The food here! It's quite an adventure to say the least.
Tuesday, September 11, 2007
When September 11th rolls around each year, it reminds me that another anniversary of living in New York is creeping up on me. I moved here after the terrorist attacks, but only shortly after. I didn't experience the feeling of the air or the taste of the dust or the fear in the subways and on the streets. I saw what the world saw, watching the repeated videos of crumbling skyscraper and Red Cross volunteers between episodes of Seinfeld and Sex and the City.
After moving here four months later, I experienced September 11th an entirely new way. I revisited it through the eyes and the voices of those who had been a part of it.
It's happened so many times that a full grown New York City man with a Manhattan or Brooklyn accent sat, hunched over a bar that I was working, ordering a refill on his Jack and Coke or Jameson on the rocks, while tears silently streaked his face, his reenactment of the worst day of his life a little too difficult to finish. The horror I've heard. Some of the stories bring my lunch to the back of my throat, pull at the saltwater behind my eyes like a Paul Zindel novel to an eleven-year-old. I won't repeat them. They need not be relived.

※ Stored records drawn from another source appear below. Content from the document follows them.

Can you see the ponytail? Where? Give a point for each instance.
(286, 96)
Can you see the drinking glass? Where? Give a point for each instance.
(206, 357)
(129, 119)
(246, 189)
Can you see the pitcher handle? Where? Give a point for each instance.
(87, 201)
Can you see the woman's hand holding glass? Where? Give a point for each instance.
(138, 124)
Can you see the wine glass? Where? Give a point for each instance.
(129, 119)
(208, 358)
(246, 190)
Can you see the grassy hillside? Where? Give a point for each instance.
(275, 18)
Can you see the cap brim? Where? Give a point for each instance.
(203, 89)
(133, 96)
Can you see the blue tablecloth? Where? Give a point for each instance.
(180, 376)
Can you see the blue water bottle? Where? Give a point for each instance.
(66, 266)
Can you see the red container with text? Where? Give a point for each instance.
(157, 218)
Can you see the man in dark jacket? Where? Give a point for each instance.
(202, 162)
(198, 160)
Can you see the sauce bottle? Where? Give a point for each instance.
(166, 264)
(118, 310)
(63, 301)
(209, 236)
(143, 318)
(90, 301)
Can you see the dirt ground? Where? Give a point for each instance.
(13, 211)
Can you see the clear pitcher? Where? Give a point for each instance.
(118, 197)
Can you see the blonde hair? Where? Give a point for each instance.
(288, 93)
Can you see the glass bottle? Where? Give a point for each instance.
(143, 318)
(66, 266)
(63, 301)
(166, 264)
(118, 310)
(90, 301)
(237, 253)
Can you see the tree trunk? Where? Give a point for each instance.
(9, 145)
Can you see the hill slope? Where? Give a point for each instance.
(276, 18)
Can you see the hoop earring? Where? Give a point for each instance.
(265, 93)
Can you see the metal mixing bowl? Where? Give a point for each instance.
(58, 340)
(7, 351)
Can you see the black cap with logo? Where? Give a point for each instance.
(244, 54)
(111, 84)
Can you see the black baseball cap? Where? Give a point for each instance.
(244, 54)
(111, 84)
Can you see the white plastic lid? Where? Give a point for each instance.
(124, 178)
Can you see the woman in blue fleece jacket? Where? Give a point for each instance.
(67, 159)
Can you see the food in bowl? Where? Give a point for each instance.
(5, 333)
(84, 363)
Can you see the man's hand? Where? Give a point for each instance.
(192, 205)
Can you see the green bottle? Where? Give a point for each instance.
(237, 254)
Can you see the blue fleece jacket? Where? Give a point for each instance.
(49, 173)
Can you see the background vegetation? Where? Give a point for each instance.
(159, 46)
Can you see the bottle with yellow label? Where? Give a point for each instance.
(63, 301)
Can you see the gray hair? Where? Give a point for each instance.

I climbed to the rooftop of my building in the West Village tonight after dinner. It was a normal day and the night was no different, save the overwhelming stream of blue light piercing the sky like an unavoidable reminder of what once, only a few years ago, existed downtown. I took in the presence of the night's scar. Took a few photos. Thought of the men that openly cried in front of their bartender, unable to contain the horrific terror that brimmed their memories of that day. Prayed for the two thousand seven hundred and fifty two people that are no longer sharing this life with us because of what happened here in this city six years ago today.